Das ist sie in der Tat und ich werde mir niemals ein Haus in diesem Bezirk leisten können. Der einzige Grund, warum ich mir mein Ein-Zimmer-Apartment dort überhaupt leisten kann, ist der, dass meine Vermieter, Mr and Mrs Dennison, mir jeden Monat einen großen Teil meiner Miete erlassen, weil ich für sie als Babysitter einspringe, wenn sie mal ausgehen wollen oder einfach mal eine Pause von ihren vier Kindern brauchen. Die Kids sind bezaubernd, aber auch echte Teufelsbraten.

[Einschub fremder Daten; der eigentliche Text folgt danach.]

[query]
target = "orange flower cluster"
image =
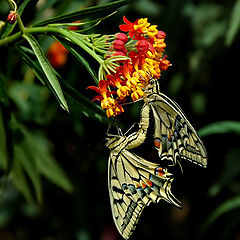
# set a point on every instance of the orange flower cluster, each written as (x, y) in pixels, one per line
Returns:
(144, 46)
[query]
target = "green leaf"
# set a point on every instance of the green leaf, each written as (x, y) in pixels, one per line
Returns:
(234, 24)
(95, 12)
(229, 205)
(79, 58)
(8, 28)
(48, 71)
(6, 117)
(87, 107)
(221, 127)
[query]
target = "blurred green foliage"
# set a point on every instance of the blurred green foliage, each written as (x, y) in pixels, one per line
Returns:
(42, 146)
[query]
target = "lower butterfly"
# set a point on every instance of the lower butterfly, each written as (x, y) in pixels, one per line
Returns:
(174, 136)
(134, 183)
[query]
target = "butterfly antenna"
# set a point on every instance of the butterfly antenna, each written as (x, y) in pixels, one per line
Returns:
(178, 162)
(130, 128)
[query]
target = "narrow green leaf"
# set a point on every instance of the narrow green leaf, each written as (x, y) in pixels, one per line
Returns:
(95, 12)
(34, 65)
(228, 205)
(6, 117)
(48, 71)
(234, 24)
(220, 128)
(79, 58)
(86, 106)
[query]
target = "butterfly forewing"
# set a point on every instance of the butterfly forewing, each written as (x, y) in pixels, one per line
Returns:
(174, 136)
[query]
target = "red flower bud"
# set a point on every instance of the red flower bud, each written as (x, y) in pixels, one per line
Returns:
(118, 53)
(121, 36)
(118, 45)
(12, 16)
(160, 35)
(142, 45)
(164, 63)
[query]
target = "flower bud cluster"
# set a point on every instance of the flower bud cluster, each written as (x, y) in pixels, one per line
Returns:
(143, 45)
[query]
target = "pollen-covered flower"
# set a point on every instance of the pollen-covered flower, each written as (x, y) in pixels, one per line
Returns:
(152, 31)
(121, 36)
(57, 54)
(12, 17)
(142, 46)
(133, 58)
(137, 94)
(164, 63)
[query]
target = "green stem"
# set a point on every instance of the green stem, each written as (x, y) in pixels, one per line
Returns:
(19, 20)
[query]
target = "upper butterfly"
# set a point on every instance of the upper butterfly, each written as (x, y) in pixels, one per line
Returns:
(174, 136)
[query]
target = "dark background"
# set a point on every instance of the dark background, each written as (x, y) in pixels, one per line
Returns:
(203, 79)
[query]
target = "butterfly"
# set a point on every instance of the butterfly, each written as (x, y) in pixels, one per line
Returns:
(174, 137)
(134, 183)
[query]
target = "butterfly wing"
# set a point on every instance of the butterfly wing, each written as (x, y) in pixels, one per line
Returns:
(174, 136)
(133, 184)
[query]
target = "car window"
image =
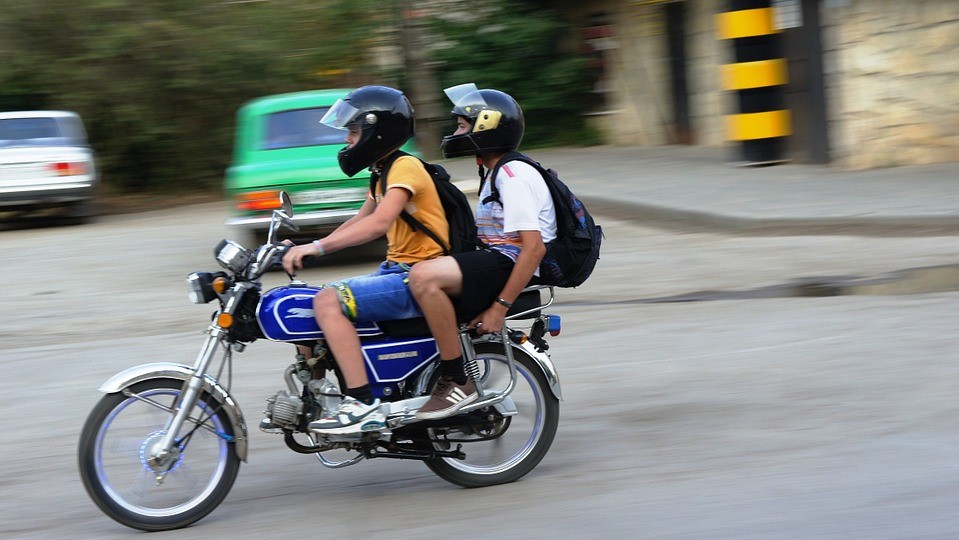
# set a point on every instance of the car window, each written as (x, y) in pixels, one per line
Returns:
(40, 131)
(301, 127)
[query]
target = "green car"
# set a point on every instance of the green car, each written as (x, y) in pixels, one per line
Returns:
(282, 146)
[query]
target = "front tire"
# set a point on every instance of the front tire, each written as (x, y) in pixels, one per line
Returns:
(116, 475)
(520, 442)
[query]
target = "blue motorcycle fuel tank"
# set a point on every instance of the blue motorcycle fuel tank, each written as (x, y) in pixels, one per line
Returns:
(286, 314)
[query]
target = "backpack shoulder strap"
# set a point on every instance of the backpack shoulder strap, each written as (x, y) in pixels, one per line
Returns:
(413, 223)
(384, 170)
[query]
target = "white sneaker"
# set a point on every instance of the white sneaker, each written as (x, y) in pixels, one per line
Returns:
(351, 416)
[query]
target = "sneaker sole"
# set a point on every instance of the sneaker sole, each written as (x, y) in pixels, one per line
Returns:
(449, 411)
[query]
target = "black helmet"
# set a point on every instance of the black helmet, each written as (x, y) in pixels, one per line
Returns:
(496, 118)
(383, 115)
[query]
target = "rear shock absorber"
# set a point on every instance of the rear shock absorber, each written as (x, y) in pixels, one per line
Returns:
(469, 360)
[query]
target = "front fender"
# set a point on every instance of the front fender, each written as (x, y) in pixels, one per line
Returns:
(169, 370)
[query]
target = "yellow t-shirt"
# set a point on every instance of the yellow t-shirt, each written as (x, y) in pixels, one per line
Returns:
(405, 245)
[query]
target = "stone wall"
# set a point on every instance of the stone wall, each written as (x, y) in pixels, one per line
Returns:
(892, 76)
(639, 110)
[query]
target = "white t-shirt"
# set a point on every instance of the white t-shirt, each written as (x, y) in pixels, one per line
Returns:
(526, 206)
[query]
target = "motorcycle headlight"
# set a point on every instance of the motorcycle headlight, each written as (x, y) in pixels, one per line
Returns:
(201, 286)
(232, 256)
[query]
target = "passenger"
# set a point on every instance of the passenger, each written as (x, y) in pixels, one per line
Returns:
(379, 120)
(480, 286)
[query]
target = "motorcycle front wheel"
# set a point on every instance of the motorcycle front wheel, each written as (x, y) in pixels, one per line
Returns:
(507, 448)
(114, 447)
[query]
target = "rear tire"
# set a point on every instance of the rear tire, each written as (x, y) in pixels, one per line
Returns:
(525, 438)
(118, 479)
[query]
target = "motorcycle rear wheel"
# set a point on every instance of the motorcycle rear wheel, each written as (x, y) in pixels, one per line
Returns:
(116, 475)
(523, 440)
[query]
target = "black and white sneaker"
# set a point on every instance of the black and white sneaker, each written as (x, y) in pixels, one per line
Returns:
(447, 398)
(351, 416)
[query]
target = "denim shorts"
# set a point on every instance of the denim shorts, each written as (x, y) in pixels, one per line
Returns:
(382, 295)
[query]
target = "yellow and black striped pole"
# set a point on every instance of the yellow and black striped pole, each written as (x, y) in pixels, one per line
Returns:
(758, 76)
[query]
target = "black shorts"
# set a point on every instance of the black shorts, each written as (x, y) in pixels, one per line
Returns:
(485, 273)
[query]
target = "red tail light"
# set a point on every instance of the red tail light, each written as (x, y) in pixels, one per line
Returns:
(65, 168)
(258, 201)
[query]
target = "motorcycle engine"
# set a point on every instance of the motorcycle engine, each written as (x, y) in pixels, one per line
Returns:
(284, 409)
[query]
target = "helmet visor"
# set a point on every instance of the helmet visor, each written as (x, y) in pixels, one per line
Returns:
(466, 99)
(340, 115)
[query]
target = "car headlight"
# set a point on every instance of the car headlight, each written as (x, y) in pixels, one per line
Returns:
(232, 256)
(203, 285)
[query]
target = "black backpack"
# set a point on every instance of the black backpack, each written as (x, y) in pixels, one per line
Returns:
(572, 255)
(459, 215)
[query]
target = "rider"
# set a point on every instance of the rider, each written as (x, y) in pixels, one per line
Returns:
(379, 120)
(480, 286)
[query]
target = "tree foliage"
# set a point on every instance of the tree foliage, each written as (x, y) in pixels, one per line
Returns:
(524, 48)
(158, 83)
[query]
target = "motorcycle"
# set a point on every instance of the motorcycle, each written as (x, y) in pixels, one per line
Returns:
(163, 446)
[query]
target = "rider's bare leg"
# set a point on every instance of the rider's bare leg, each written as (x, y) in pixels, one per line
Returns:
(341, 337)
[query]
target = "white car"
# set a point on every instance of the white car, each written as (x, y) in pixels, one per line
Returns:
(46, 164)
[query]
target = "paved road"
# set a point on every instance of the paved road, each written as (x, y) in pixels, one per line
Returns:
(734, 418)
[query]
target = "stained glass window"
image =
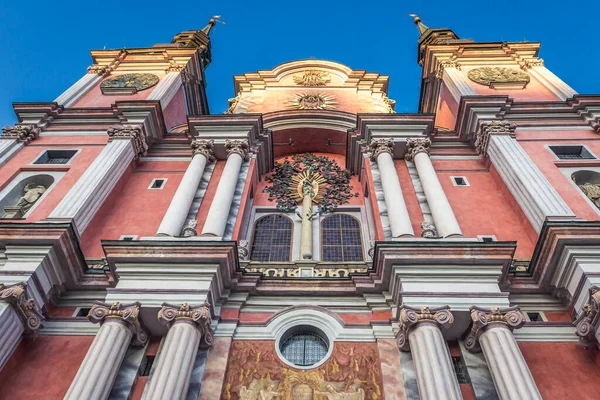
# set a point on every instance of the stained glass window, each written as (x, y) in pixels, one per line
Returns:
(304, 349)
(341, 238)
(272, 239)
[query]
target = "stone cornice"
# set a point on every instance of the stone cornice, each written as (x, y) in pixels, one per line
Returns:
(26, 308)
(124, 313)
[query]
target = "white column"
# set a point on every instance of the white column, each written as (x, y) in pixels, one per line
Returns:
(19, 316)
(167, 88)
(176, 214)
(492, 333)
(97, 373)
(441, 211)
(79, 88)
(216, 220)
(532, 191)
(421, 333)
(85, 198)
(188, 325)
(400, 224)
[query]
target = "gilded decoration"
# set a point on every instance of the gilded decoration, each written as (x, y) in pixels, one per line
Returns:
(312, 101)
(499, 76)
(133, 83)
(312, 77)
(255, 372)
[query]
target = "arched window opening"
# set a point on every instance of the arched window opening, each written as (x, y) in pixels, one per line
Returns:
(341, 238)
(272, 240)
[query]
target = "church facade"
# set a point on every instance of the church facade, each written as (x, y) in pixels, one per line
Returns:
(308, 243)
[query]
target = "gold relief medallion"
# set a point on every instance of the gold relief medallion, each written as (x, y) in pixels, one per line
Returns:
(497, 77)
(312, 101)
(312, 77)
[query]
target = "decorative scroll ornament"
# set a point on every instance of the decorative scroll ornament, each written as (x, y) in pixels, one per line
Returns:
(489, 128)
(312, 77)
(416, 146)
(484, 318)
(135, 82)
(239, 147)
(133, 132)
(204, 147)
(126, 313)
(498, 77)
(410, 317)
(22, 133)
(197, 315)
(588, 321)
(380, 146)
(26, 308)
(312, 101)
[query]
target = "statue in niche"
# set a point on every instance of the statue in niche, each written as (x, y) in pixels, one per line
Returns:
(592, 191)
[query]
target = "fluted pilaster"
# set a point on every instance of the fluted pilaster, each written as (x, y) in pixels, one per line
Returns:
(97, 373)
(189, 327)
(421, 333)
(492, 333)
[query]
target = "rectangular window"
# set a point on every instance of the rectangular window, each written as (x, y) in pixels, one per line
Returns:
(572, 152)
(55, 157)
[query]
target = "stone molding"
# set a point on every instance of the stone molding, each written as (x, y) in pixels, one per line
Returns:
(416, 146)
(127, 314)
(204, 147)
(483, 318)
(380, 146)
(199, 316)
(239, 147)
(488, 128)
(410, 317)
(588, 321)
(26, 308)
(21, 133)
(133, 132)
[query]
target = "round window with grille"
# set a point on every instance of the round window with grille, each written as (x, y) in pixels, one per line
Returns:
(304, 348)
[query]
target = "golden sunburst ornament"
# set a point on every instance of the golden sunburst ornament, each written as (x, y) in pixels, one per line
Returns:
(314, 179)
(312, 101)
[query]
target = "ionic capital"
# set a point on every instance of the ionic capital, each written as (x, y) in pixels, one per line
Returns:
(26, 308)
(483, 318)
(133, 132)
(128, 314)
(239, 147)
(410, 317)
(198, 316)
(204, 147)
(381, 146)
(588, 321)
(416, 146)
(22, 133)
(489, 128)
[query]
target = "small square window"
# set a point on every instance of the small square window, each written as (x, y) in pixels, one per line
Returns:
(459, 181)
(55, 157)
(572, 153)
(158, 183)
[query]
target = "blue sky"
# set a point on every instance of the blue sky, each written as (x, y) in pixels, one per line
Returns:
(45, 46)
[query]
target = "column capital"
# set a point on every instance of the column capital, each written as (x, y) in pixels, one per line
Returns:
(483, 318)
(416, 146)
(410, 317)
(588, 321)
(204, 147)
(133, 132)
(199, 316)
(127, 314)
(239, 147)
(494, 127)
(26, 308)
(22, 133)
(381, 146)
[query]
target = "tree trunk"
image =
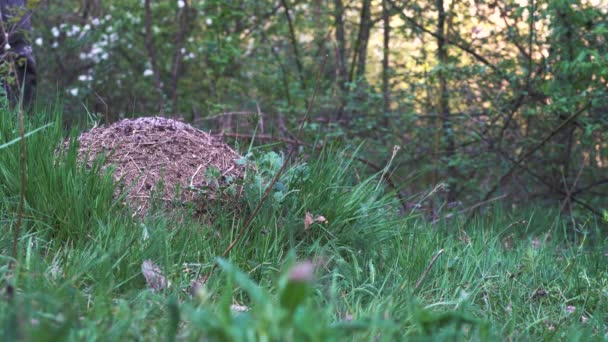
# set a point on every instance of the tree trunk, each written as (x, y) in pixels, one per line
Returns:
(342, 73)
(444, 96)
(363, 39)
(386, 95)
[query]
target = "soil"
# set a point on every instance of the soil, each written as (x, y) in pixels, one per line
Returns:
(150, 151)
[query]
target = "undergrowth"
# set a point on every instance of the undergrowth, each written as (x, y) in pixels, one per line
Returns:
(521, 275)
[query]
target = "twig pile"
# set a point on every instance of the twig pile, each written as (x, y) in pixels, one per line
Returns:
(148, 151)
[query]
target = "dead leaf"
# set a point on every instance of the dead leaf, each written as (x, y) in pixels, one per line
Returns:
(238, 308)
(154, 276)
(308, 220)
(197, 285)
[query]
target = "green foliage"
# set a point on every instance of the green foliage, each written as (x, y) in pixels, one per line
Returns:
(79, 273)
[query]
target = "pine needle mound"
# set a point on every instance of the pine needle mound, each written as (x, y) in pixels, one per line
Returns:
(149, 151)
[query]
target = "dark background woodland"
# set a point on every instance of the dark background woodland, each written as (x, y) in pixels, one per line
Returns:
(488, 99)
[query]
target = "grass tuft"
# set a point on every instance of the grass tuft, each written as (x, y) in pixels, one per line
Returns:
(517, 274)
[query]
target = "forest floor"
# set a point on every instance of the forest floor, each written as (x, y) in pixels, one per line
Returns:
(328, 257)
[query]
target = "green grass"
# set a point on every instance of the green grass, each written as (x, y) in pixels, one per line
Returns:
(79, 268)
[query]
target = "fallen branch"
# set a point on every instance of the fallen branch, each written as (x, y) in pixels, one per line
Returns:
(428, 269)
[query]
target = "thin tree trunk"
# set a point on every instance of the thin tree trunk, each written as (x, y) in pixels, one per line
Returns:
(181, 17)
(149, 43)
(340, 57)
(363, 39)
(294, 43)
(444, 95)
(386, 95)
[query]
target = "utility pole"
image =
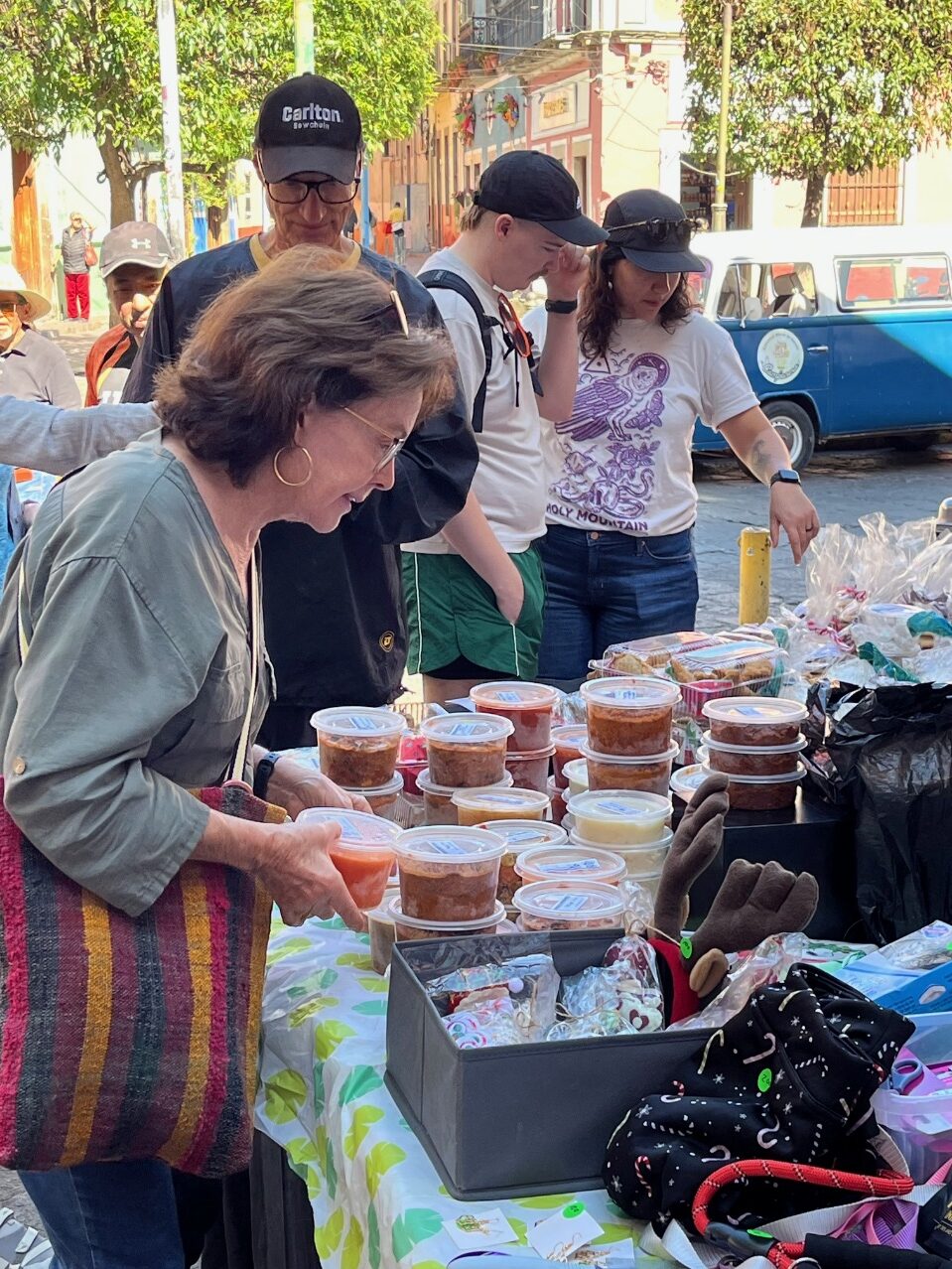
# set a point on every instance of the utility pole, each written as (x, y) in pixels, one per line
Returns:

»Wohnst du mit deinen Eltern zusammen?«

»Nein.«

»Häuser in der Gegend kosten fast eine Million.«

»Ich weiß«, bestätige ich, als er mich prüfend ansieht, so als wolle er dahinterkommen, wie ich es mir leisten kann, in dieser Gegend zu wohnen.

»Wo arbeitest du?«

»Bist du Polizist?«

»Nein.«

»Dann solltest du einer werden«, erwidere ich, was ihn zum Grinsen bringt. Seufzend verdrehe ich die Augen, als mir klar wird, dass er nicht aufgeben wird. »Ich habe das Apartment über einer Garage gemietet, das einem Arzt und seiner Frau gehört, die dort leben. Ich unterstütze sie, indem ich für sie babysitte, und sie erlassen mir dafür jeden Monat einen Teil der Miete«, erkläre ich ohne Pause, ehe ich einmal tief ein- und wieder ausatme. »Gibt es sonst noch etwas, was du aktuell wissen musst?«

»Ich will alles wissen.« Er wendet sich von mir ab und blickt durch die Windschutzscheibe. »Aber ich glaube, dass wird sich mit der Zeit ergeben.«

Mein nächster Atemzug entweicht mir geräuschvoll und mein Herz beginnt, heftig zu klopfen, während Sage aus der Parklücke fährt. Keine Ahnung, ob er diese Aussage tatsächlich so klingen lassen wollte, aber es klang auf jeden Fall so, als würde er wollen, dass wir mehr Zeit miteinander verbringen. Der Gedanke, diesen Mann näher kennenzulernen, beschert mir Schmetterlinge im Bauch und schwitzige Hände.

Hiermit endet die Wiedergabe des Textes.